Aktuelle Stahlpreise pro Tonne (1.000 kg) - Westeuropa/USA

Der Stahlpreis für Warmband macht einen rekordverdächtigen Satz nach oben. In Deutschland, Frankreich und Benelux klettert der Preis für den Stahl mit einer Dicke von 5 Millimetern und einer Breite von 1200-1500 Millimetern von 544 Euro am 23. Juli auf 568 Euro am 13. August 2018. Es war der stärkste Anstieg der von Steel Benchmarker erhobenen Stahlpreisentwicklung seit November 2016.

Hauptantriebsfeder der deutlichen Preiserhöhung dürfte die stärkere Abschottung des EU-Stahlmarktes vor Importstahl sein. Die EU-Kommission hatte per 19. Juli 2018 mit so genannten Schutzklauselmaßnahmen, die die Stahlimporte um etwa fünf Millionen Tonnen verringern werden, der Stahlindustrie einen großen Gefallen getan.

Stahlproduzenten haben es daher nun leichter, höhere Preise bei ihren Abnehmern durchzusetzen. Man darf auch nicht vergessen, dass die europäischen Stahlproduzenten trotz Trumps Strafzöllen weiterhin profitabel Stahl in die USA exportieren können. Noch besser läuft es für ArcelorMittal. Der Konzern hat erhebliche US-Produktionskapazitäten und profitiert doppelt.

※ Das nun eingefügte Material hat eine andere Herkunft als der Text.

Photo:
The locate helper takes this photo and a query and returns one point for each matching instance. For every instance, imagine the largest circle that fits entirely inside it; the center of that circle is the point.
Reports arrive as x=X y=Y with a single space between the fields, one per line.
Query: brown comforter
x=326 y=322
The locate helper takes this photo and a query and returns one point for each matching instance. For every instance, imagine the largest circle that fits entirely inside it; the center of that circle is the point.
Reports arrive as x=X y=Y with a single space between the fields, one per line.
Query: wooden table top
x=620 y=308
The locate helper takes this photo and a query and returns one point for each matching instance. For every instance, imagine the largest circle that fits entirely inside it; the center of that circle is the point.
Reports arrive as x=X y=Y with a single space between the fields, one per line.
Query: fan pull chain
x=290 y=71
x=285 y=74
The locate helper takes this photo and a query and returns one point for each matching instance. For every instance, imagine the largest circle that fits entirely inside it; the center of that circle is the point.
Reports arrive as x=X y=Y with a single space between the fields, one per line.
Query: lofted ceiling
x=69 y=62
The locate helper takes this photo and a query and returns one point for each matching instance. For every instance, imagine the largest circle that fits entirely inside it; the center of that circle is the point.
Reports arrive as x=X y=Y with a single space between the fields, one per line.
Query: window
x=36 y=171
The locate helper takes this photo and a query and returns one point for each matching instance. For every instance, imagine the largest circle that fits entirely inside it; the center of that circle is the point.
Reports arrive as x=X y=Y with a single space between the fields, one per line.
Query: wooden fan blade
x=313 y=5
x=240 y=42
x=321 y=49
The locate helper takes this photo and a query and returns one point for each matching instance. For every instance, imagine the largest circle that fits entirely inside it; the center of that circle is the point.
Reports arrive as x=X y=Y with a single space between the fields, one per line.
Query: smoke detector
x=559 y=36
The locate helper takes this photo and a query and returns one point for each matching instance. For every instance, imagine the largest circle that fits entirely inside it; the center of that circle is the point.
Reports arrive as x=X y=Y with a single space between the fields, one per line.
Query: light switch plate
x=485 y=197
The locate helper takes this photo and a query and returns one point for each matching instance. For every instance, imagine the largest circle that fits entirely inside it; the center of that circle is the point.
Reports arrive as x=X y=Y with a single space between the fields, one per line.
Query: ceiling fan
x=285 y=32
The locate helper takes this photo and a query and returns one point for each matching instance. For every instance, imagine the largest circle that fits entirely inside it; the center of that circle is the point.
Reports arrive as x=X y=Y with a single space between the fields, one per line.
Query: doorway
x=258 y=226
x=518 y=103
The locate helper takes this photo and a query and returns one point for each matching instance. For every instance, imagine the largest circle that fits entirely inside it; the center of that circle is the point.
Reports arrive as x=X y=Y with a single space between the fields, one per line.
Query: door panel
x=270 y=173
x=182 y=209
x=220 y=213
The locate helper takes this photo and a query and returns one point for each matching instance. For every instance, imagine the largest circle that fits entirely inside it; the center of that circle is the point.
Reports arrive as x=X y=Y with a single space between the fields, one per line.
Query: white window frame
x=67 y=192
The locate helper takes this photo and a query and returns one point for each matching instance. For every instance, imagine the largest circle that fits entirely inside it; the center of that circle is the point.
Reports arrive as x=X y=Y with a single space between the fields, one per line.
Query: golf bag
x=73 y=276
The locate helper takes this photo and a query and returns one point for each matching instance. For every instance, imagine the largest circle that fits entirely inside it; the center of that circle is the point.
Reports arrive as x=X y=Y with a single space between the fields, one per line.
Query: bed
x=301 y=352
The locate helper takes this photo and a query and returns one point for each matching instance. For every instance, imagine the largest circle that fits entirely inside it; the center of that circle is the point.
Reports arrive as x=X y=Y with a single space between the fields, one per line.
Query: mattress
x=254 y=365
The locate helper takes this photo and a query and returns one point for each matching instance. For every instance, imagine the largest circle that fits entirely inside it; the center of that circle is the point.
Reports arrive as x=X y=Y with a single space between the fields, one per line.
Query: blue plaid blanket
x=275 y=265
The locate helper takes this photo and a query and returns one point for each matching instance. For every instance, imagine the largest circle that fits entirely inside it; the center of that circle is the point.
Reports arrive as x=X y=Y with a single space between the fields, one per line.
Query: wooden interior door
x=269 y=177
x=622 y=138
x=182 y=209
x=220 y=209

US-Warmband kostete per 13. August 997 US-Dollar je Tonne (1.000 kg). Bei einem Euro-Wechselkurs von 1,14 US-Dollar ergibt sich ein Warmbandpreis von 875 Euro. Schlägt man auf den westeuropäischen Warmbandpreis von 568 Euro 25% Strafzoll obendrauf, beträgt der Exportpreis vor Frachtkosten 710 Euro. Damit können EU-Stahlproduzenten die US-Hütten um 165 Euro je Tonne unterbieten.